If device implementations wish to treat a biometric sensor as Weak, they:

  • [C-2-1] MUST meet all requirements for Convenience above, except for [C-1-2].

  • [C-2-2] MUST have a spoof and imposter acceptance rate not higher than 20%.

  • [C-2-3] MUST have a hardware-backed keystore implementation, and perform the biometric matching in an isolated execution environment outside Android user or kernel space, such as the Trusted Execution Environment (TEE), or on a chip with a secure channel to the isolated execution environment.

  • [C-2-4] MUST have all identifiable data encrypted and cryptographically authenticated such that they cannot be acquired, read or altered outside of the isolated execution environment or a chip with a secure channel to the isolated execution environment as documented in the implementation guidelines on the Android Open Source Project site.

  • [C-2-5] For camera based biometrics, while biometric based authentication or enrollment is happening:

    • MUST operate the camera in a mode that prevents camera frames from being read or altered outside the isolated execution environment or a chip with a secure channel to the isolated execution environment.
    • For RGB single-camera solutions, the camera frames CAN be readable outside the isolated execution environment to support operations such as preview for enrollment, but MUST still NOT be alterable.
  • [C-2-6] MUST NOT enable third-party applications to distinguish between individual biometric enrollments.

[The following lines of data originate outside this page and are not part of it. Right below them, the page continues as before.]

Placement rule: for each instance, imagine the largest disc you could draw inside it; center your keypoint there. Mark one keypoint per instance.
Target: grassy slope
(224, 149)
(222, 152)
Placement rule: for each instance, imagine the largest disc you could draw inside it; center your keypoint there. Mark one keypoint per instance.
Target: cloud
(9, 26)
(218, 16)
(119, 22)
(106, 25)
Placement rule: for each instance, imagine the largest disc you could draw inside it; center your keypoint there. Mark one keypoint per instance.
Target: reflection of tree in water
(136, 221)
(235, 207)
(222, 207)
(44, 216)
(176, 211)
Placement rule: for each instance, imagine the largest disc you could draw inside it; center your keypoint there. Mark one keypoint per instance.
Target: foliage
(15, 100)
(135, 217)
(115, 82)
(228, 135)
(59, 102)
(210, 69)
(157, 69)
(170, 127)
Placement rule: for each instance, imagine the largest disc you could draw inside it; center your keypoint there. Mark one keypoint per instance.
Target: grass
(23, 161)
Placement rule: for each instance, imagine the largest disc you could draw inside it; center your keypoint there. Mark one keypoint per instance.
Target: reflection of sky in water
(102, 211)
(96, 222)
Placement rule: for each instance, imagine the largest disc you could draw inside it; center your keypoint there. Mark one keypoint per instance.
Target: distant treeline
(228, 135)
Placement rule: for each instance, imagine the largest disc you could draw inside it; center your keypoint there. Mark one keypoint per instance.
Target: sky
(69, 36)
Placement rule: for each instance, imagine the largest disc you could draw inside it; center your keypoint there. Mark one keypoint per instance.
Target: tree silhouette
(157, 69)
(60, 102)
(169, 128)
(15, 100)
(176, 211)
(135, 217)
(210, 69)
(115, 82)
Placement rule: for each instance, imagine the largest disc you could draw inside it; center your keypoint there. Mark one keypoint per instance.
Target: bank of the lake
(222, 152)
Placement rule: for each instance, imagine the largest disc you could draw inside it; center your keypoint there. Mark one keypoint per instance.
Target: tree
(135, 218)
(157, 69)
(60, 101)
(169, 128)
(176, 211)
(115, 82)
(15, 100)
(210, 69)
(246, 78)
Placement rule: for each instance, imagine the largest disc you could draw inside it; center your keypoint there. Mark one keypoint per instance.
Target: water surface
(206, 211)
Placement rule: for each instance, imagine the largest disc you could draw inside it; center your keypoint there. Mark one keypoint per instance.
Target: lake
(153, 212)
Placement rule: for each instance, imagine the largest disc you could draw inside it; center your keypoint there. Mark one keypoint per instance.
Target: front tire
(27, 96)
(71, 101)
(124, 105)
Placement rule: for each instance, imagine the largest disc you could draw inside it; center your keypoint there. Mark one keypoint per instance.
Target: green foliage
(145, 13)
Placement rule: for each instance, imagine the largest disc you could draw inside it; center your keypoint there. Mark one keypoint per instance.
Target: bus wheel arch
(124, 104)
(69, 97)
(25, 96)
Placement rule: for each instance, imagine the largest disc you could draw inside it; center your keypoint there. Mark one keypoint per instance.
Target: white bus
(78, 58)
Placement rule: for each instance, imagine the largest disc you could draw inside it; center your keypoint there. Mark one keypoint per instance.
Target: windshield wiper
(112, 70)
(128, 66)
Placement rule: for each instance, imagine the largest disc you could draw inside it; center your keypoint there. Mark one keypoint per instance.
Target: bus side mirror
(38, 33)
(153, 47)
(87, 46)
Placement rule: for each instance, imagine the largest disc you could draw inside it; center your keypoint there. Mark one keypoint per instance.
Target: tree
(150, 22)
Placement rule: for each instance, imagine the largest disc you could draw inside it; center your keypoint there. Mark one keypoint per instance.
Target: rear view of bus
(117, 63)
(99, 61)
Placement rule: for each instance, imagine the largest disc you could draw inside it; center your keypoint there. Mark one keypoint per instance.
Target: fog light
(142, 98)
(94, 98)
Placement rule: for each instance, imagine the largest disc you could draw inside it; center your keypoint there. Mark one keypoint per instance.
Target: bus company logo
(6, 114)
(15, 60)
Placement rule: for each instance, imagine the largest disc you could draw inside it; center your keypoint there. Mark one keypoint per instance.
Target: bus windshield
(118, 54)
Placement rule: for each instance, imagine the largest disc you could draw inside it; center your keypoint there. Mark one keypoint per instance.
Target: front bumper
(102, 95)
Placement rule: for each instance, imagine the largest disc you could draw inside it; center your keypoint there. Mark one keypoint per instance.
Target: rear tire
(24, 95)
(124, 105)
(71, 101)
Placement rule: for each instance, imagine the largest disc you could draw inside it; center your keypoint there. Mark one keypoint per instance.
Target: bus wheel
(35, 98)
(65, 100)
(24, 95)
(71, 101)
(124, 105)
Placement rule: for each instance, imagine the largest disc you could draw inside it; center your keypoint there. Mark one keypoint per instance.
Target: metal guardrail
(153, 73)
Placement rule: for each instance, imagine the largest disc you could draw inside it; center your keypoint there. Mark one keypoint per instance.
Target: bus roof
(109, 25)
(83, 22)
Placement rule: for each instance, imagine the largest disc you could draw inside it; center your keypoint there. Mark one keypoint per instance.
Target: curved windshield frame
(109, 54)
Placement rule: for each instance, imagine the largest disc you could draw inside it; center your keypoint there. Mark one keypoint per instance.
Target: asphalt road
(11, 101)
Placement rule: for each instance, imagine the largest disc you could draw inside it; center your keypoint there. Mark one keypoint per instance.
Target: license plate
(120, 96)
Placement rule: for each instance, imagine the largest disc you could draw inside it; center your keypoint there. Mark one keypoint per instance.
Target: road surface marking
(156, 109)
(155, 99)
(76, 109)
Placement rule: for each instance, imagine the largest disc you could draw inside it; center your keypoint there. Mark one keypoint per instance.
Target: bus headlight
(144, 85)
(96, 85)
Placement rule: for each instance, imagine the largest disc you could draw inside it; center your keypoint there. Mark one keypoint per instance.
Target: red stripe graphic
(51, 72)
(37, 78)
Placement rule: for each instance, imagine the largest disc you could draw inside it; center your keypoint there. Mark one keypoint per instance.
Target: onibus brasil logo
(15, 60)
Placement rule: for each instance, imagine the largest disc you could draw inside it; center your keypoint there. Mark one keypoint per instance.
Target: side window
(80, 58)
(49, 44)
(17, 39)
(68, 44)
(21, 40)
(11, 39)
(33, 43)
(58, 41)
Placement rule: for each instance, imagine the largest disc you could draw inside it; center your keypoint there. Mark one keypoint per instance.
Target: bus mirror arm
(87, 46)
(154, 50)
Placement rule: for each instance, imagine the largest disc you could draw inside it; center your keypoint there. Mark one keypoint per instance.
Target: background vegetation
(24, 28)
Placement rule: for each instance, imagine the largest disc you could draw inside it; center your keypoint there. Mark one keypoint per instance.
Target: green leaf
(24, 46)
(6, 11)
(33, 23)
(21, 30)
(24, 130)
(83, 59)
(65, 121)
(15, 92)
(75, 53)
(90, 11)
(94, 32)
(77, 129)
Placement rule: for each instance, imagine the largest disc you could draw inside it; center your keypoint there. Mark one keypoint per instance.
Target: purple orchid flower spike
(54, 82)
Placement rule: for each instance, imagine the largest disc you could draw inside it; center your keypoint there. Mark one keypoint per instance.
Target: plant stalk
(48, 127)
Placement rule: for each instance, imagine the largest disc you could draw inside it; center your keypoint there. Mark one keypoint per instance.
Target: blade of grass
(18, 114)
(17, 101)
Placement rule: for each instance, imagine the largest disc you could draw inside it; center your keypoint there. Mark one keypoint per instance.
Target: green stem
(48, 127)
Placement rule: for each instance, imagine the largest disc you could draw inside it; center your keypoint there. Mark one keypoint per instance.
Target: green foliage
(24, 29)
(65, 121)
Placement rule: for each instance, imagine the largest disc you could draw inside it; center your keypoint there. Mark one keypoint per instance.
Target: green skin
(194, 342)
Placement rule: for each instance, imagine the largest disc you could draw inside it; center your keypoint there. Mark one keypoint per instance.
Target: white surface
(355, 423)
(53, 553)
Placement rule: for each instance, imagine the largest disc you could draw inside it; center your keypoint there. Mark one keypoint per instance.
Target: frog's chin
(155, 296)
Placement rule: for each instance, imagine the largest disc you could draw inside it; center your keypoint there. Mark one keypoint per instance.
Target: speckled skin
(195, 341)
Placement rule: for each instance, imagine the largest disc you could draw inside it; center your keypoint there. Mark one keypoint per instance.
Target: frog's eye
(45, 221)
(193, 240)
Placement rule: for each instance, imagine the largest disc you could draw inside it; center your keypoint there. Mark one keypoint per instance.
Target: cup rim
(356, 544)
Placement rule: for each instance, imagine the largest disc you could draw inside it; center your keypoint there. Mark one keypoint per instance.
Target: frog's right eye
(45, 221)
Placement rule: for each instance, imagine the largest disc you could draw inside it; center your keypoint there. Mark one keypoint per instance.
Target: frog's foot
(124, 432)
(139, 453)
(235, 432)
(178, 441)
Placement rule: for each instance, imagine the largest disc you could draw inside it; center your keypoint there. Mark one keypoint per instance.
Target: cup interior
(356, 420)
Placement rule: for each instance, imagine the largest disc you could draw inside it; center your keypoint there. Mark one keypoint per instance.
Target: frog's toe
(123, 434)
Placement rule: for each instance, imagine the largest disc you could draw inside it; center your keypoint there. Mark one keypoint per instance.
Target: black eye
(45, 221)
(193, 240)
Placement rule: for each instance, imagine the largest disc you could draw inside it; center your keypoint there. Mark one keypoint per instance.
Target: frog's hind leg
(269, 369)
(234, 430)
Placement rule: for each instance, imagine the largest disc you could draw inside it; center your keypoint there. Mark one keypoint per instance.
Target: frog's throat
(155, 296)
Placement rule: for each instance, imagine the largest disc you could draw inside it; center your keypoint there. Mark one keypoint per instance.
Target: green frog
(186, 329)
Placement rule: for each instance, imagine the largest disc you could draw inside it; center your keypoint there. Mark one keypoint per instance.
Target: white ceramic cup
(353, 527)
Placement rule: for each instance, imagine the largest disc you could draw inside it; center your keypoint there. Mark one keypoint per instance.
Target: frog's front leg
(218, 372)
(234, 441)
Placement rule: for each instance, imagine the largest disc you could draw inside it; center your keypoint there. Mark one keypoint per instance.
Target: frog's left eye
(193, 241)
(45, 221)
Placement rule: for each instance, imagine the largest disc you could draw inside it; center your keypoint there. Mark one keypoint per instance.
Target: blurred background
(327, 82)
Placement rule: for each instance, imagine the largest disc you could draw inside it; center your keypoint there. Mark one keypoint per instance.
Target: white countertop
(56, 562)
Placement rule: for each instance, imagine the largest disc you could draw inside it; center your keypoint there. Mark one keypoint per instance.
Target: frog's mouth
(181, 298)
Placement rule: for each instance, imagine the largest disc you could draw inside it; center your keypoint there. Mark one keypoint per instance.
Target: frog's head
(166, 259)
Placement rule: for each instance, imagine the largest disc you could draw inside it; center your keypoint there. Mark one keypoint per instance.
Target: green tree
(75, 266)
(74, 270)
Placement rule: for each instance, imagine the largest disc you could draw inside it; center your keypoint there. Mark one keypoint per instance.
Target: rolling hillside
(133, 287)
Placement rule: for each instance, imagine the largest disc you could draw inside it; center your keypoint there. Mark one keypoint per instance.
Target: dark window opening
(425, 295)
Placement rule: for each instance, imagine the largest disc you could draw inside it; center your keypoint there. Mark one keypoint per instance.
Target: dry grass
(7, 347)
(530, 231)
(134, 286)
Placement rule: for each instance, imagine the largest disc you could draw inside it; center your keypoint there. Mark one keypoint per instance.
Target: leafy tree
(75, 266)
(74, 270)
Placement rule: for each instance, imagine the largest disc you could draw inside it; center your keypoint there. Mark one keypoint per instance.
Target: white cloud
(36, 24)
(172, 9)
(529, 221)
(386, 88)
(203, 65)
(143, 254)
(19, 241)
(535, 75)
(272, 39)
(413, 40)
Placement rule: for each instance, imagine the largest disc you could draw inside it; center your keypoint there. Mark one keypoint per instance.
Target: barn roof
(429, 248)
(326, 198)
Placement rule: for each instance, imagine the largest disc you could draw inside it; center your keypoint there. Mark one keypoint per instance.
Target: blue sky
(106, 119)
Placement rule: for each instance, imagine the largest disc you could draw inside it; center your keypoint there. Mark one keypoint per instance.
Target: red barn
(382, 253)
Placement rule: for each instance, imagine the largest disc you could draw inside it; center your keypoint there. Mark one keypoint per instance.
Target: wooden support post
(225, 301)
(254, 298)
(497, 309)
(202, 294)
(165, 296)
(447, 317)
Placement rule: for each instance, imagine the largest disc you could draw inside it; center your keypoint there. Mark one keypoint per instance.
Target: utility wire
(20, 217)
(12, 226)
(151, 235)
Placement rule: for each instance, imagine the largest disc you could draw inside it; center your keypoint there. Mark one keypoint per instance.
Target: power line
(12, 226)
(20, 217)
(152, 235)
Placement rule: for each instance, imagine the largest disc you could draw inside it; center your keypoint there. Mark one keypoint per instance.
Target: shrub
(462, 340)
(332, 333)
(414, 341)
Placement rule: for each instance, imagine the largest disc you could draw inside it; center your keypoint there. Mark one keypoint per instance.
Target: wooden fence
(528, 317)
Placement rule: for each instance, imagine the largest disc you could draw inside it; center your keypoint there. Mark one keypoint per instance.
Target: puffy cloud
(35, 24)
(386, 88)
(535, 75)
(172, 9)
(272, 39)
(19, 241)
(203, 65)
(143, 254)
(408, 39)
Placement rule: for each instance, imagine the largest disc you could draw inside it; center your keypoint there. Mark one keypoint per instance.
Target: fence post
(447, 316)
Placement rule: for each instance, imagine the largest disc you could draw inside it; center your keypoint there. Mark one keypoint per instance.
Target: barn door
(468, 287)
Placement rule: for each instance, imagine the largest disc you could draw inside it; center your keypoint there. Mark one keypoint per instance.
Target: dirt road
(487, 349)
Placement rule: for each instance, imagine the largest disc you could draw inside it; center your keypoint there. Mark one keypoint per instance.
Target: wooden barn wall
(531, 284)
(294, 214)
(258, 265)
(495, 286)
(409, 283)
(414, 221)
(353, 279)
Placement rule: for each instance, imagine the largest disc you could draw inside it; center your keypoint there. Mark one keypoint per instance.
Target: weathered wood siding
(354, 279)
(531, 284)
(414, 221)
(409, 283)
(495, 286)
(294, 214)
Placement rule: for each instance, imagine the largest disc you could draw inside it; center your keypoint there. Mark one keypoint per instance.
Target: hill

  • [C-2-7] MUST NOT allow unencrypted access to identifiable biometric data or any data derived from it (such as embeddings) to the Application Processor outside the context of the TEE.

  • [C-2-8] MUST have a secure processing pipeline such that an operating system or kernel compromise cannot allow data to be directly injected to falsely authenticate as the user.

    If device implementations are already launched on an earlier Android version and cannot meet the requirement C-2-8 through a system software update, they MAY be exempted from the requirement.

If device implementations wish to treat a biometric sensor as Strong, they:

  • [C-3-1] MUST meet all the requirements of Weak above. Upgrading devices from an earlier Android version is not exempted from C-2-7.
  • [C-3-2] MUST have a spoof and imposter acceptance rate not higher than 7%.
  • [C-3-3] MUST challenge the user for the recommended primary authentication (e.g. PIN, pattern, password) once every 72 hours or less.

7.3.12. Pose Sensor

Device implementations:

  • MAY support pose sensor with 6 degrees of freedom.

If device implementations support pose sensor with 6 degrees of freedom, they:

  • [C-1-1] MUST implement and report TYPE_POSE_6DOF sensor.
  • [C-1-2] MUST be more accurate than the rotation vector alone.